In re Howard

12 F. Cas. 625 | D. Maryland | 1871

GILES, District Judge.

The register, R. Stockett Mathews, Esq., to whom the case was referred, has certified into court several .questions growing out of the following brief statement of facts. The firm of Chapman, Lyons, Smith & Co. hold two promissory notes, drawn by the firm of Shipley, Roane & Co., one for four thousand two hundred and seventy-eight dollars and sixteen cents, due 6th January, 1870, and the other for four thousand one hundred and twenty-eight dollars and sixty-eight cents, due 22d January, 1870. They were payable to Geo. W. How-' ard, and by him indorsed, and they were also indorsed by' the firm of Howard, Cole & Co., of which firm Geo. W. Howard was a member. Before the said notes reached maturity, Geo. W. Howard and the firm of Howard, Cole & Co. were decreed bankrupts.

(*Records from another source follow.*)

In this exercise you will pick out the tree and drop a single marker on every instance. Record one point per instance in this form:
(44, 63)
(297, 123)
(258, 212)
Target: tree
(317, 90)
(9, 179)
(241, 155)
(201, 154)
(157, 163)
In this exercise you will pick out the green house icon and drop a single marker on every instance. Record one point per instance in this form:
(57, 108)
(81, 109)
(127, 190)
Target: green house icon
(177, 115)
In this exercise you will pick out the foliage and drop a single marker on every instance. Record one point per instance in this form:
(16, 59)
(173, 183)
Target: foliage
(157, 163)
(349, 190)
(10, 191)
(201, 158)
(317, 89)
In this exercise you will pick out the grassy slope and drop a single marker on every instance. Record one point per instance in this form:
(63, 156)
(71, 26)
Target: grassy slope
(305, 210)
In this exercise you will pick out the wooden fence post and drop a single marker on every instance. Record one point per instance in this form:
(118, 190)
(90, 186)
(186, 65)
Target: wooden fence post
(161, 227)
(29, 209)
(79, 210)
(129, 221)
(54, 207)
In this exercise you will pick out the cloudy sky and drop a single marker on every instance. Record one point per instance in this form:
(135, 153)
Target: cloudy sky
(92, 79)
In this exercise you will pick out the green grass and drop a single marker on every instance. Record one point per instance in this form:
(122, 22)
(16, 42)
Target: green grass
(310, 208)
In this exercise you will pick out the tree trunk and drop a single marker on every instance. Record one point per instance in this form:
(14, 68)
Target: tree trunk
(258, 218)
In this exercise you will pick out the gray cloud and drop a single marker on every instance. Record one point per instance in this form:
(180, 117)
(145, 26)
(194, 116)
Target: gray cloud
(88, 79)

The firm of Shipley, Roane & Co., being in embarrassed circumstances, offered to compromise with their creditors upon the payment of forty cents on the dollar, and the said firm of Chapman, Lyons, Smith & Co. and other creditors of said bankrupt, asked of this court permission to accept the said proposition without prejudice to. their claims against the said bankrupt, which was granted. And the said firm of Chapman, Lyons, Smith.& Co. received of Shipley, Roane & Co. forty per cent, on the amount of their said notes.

On these facts three questions are certified to the court; I state them in the order in which they naturally arise.

First. On what amount will the firm of Chapman & Co. be permitted to receive a dividend from the bankrupt estate. Clearly, only on the amount of the said notes, after deducting the forty per cent, received from Shipley, Roane & Co. The second and third questions are really but one in fact, and I shall answer them together. Although by the 36th section of the bankrupt act, where partners in trade shall be adjudged' bankrupts, all the joint property of the partnership, and also all the separate estate of each of the parties shall be taken; yet, in the administration in bankruptcy, the joint and separate estates are considered as distinct estates. This is perfectly clear by the rule laid down for their administration in the said section. It has therefore been held that a joint creditor having a security upon the separate estate, is entitled to prove against the joint estate without giving up his security. He would, therefore, by the same principle, be allowed to prove his whole claim against both estates and receive a dividend from each, but so as not to receive more than the full amount of his debt. In this case, the firm of Chapman & Co. can prove the amount of said notes (with the deduction of the forty per cent.) against both the private estate of Geo. W. Howard, and the partnership assets of Howard, Cole & Co., and receive dividends from both, the assignee taking care that from both the creditor firm does not receive more than full satisfaction of its claim. I concur, therefore, fully in the opinion which the register has sent up in this case.